Taksim’in Kızıl Meydan’a, Kobane’nin, Stalingrad’a benzediği günleri gördük. Yüz yıl geçti, fakat devrim umudumuz, AKP faşizmine, sömürgeciliğe, emperyalizme karşı mücadelemiz bütün umudumuzla sürüyor. Devrimin mevzilerini ve cephelerini kuruyoruz. İşçilerimizin göçük altında kalmadığı, kadınların tacize, tecavüze ve katliama uğramadığı, analarımızın cenazelerinin yıkılmış sokaklarda günlerce bırakılmadığı, çocukların dedelerinin kucaklarında öldürülmediği, gençlerin özgürce okuduğu, yaşadığı, yoksulluğun adı anılmayan bir Trakya, Anadolu, Karadeniz, Mezopotamya hayal ediyoruz. Biz çocuklar, gençler, kadınlar, emekçiler, işçiler, ezilenler için böyle bir dünya istiyor ve savaşıyoruz. Ekim devrimi bize bu umudu sağlayan tarihimizdir. Birliğimiz, omuz omuza çarpıştığımız cephelerde kazandığımız zaferler, güçlü bir direniş geleneğine sahip olan halklarımız da doğru bir öncülükte Türkiye devrimimizi garanti ediyor. Son olarak Lenin’lerin, Kollontai’ların, Krupskaya’ların, Sovyet halklarının devrimine selam, Bolşevik devriminin yüzüncü yılı bütün dünya devrimcilerine kutlu olsun diyorum.

 

1. CHE GUEVARA

Başta Che Guevara olmak üzere bütün Ekim şehitlerimizi saygıyla selamlıyorum. Che Guevara için çok şey söylenebilir, yaşasaydı diye geçiyor ilk aklımızdan. Doğrusu yaşamalıydı, buralara gelmeliydi. Neden diye soracak olursanız, Che Guevara bir devrim avcısıdır. Mutlaka bugün Rojava’da, Kürdistan’da, Türkiye’de olanları görüyor olacaktı. Mümkün müdür Che Guevara gibi bir komutanın IŞİD’e karşı mücadelede aktif rol almaması? Neden erken veda ediyoruz öncülerimize? Biz Bolivya’da Komutan Ernesto’yu işte bu yüzden kaybetmiş olduk. Bazı insanları devrimler bile yeterince meşgul etmez, durdurmaz, Che Guevara odur işte.

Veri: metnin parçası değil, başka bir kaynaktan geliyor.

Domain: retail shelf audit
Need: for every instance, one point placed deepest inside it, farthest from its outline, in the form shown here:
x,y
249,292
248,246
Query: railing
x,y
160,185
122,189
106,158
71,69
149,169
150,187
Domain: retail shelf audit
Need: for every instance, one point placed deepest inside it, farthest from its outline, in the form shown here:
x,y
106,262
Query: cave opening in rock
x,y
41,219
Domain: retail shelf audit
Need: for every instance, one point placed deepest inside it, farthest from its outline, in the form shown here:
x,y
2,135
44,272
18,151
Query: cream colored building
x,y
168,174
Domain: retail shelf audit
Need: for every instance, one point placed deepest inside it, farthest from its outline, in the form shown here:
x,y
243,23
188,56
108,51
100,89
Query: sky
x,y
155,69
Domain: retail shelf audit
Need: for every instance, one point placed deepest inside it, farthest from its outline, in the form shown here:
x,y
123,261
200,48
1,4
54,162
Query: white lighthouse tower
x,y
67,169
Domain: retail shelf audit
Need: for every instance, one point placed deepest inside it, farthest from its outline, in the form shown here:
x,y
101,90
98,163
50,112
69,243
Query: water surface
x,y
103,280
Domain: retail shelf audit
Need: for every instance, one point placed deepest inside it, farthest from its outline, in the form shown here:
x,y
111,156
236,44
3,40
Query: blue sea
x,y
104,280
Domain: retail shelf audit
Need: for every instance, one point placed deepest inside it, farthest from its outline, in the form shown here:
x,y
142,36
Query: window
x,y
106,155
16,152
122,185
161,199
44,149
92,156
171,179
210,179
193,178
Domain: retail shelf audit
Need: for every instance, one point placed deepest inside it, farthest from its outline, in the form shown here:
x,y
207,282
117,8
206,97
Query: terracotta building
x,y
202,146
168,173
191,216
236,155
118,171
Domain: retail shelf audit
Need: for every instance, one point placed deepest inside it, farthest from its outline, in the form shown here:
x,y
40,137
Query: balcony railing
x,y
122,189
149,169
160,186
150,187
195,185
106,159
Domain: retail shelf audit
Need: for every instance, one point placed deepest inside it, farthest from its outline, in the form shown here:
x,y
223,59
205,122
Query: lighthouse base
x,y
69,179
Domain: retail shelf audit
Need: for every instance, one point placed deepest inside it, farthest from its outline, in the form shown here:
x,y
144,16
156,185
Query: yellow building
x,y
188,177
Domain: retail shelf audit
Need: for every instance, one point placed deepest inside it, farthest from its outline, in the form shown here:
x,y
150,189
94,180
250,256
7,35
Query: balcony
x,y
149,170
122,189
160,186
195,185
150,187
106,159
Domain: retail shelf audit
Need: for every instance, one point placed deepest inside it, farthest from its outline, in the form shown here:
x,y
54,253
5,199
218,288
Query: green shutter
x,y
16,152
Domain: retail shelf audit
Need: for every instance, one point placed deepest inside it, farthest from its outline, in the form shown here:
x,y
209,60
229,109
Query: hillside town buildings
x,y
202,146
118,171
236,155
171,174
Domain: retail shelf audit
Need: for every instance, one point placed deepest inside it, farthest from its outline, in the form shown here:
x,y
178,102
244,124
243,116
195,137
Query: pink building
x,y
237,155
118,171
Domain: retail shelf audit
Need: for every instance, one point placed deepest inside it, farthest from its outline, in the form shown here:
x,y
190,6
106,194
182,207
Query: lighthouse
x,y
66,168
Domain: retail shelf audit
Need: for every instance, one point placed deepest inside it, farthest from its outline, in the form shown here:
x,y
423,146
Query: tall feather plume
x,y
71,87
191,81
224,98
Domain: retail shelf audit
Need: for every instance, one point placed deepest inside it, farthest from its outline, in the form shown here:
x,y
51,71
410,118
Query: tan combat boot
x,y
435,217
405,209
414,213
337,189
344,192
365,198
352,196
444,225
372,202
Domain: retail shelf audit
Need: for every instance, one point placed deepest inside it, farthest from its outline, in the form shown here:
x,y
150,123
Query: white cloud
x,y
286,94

Che Guevara bugün özellikle yeni kuşak gençliğin başta bir marka gibi tanıdığı, bir yandan baskı tişörtlerle metalaştırılmaya çalışılan bir yüz, fakat bir yandan da eğer derinine inilir, araştırılırsa devrimciliğe atılan ilk adımları sağlayan tehlikeli bir örgütçü. Sonrasını Che, insanın kendi kaderine, iradesine ve bağlı olduğu örgüte bırakır.

 

Şunu bilmek gerekir, Che’yi bizim devrim çağımızda anlamak yalnızca anılarını okuyarak olmuyor. Tarihteki bir çok devrim öncüsü için hem onlar tarafından hem de onlar adına yazılmış sayfaları ezberleyebiliriz. Buradan elde ettiklerimiz ideolojik birikimimiz ve savaş aracımız olarak aklımızda yer eder. Fakat Che okusak da, dinlesek de, resmine de baksak, yazdıklarıyla, yaptıklarıyla, görüntüsüyle komutandır. Bir devrimcinin aklına komuta eder.    Örneğin Sun Tzu’yu bir üniversite öğrencisi özlü söz olarak anlayabilir, fakat sorun savaş görmüş birine onun için Sun Tzu’nun anlamı farklıdır. Che Guevara da devrimciler için böyledir. Bugün alnında kızıl yıldızla onbinlerce savaşçı devrimci savaşımın bu büyük komutanının anılarına kendi anılarını katıyor. Onu yıllar sonra IŞİD’e, TC’ye karşı savaşta yeniden yorumluyor. Dağlarda, cephelerde, şehir savaşlarında onu hissediyor, çarpışmalarını hayal ediyor. Ya da Komutan’ın bir sözü savaşın bir anında bir talimat halini alıyor.

 

Bugün bizim gerçekliğimizde genç bir devrimci olmak, Che’yi bildiğini anladığını iddia etmek şehrin ortasında yeşilleri giyerek dolaşmak kadar kolay değil maalesef. Yüzyıllardır böyle savaş görmemiş dağlar, her iki yakası alev alev yanan hudutlar var. Akın akın sınırlara giden, sokakları yakan Kürt gençleri var. Cephanesiz, yaralı halde günlerce koskoca orduyu memleketine sokmayanlar var. Bu toprakların Sur’u var, Cizre’si var, Gazi’si, Okmeydanı, Suruç’u, Ankara’sı var. Yanıbaşında Rojava gerçekliği var.

 

Dolayısıyla, Che Guevara bir devrimcidir, bir komutandır, önderdir. Savaşmayanın komutanı olmaz. Bugün Rojava’da, Bakur’da, Türkiye’de Agit’lerden, Zilan’lara, Ekin ve Berçem’lere, Mercan’lara, Orhan’lara, Mehmet’lere, Ulaş’lara kadar onlarca Che Guevara yaşadı, ölümsüzleşti, yeniden doğdu ve yetişiyor. Hepsi birer Ernesto’dur. Che Guevara alnımızda parlayan yıldızdır, anısı önünde saygıyla eğiliyoruz. Komutanlar ölmez.

 

Maoist Komünist Parti(MKP);

Öncelikle Ekim ayı içerisinde ölümsüzleşenler şahsında Partimiz MKP(Türkiye-Kuzey Kürdistan) adına tüm devrim, sosyalizm ve Komünizm şehitlerini saygıyla anıyor ve kavga bayraklarımızda yaşatacağımıza söz veriyoruz.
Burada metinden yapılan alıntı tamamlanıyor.